POP MUSIC : The Impact of Dylan’s Music ‘Widened the Scope of Possibilities’

What Bob Dylan song means the most to you--or stirs special memories? Here is how some distinguished pop artists answered the question:


“I Believe in You”

“Dylan writes songs about God and women. . . .I like it best when he mixes them up.”



“Positively Fourth Street”

“I can’t really pick just one because I like so many, but the Dylan song that really grabbed me was ‘Positively Fourth Street’ and the reason for that was the subject matter seemed at the time so unique. What it said to me, not only is this a good song, but it means that we can now sing about any kind of emotion. I don’t think there was a song before that that defined the kind of hurt expressed in that song. It widened the scope of possibilities for songwriters.”



“I Want You”

“It’d have to be ‘I Want You.’ When I first heard it on ‘Blonde on Blonde,’ the version was so fast that I didn’t notice how beautiful it was until I heard it again live on the Budokan album.
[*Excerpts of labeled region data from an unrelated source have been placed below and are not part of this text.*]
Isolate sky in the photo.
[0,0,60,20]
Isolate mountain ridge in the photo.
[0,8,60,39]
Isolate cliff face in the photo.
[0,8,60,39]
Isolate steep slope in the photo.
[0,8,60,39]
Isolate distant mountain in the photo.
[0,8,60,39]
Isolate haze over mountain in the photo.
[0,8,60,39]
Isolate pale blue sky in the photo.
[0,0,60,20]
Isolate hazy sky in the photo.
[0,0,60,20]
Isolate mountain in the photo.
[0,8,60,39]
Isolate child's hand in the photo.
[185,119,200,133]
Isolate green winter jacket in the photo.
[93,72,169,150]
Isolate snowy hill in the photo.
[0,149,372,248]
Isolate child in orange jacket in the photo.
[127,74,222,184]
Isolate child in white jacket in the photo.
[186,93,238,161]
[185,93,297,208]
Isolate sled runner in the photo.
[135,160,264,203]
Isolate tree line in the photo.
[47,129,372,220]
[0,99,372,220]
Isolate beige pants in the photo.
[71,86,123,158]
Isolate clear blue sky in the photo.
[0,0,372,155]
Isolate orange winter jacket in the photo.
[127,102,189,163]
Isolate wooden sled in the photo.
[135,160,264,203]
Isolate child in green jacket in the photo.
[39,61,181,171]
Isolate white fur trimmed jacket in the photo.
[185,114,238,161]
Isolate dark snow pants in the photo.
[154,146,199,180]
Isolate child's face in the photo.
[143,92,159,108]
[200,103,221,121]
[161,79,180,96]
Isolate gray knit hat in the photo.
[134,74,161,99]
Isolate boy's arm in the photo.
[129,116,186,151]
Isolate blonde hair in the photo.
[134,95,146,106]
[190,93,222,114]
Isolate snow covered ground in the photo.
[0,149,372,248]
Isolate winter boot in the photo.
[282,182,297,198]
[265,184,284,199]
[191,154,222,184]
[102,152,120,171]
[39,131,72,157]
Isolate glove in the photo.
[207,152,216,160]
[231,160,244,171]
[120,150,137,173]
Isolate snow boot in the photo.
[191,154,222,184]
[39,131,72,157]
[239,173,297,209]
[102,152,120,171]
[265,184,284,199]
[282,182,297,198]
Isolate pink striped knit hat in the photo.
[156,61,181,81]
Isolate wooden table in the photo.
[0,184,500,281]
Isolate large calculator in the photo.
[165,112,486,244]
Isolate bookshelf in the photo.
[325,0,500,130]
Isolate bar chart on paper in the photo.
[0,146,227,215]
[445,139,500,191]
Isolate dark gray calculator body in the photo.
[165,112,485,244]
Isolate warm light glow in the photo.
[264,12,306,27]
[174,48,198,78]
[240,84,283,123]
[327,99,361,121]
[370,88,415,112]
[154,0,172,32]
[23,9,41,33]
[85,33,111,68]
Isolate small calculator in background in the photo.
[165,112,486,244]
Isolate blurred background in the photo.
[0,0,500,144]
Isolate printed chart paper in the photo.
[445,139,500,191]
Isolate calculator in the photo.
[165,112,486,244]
That’s when I could see the sadness and beauty of it.”


“Blowin’ in the Wind”

“When I heard ‘Blowin’ in the Wind,’ it was the Dylan song that made me listen and wonder and realize the power of what songs can actually say to people. Up to that point, music moved me and got inside me, but it wasn’t until I heard Dylan that I started paying attention to the writer names under the titles on records. The song is timeless. It means just as much now as it did then. . . . To this day, he’s still writing songs I wish I had written.”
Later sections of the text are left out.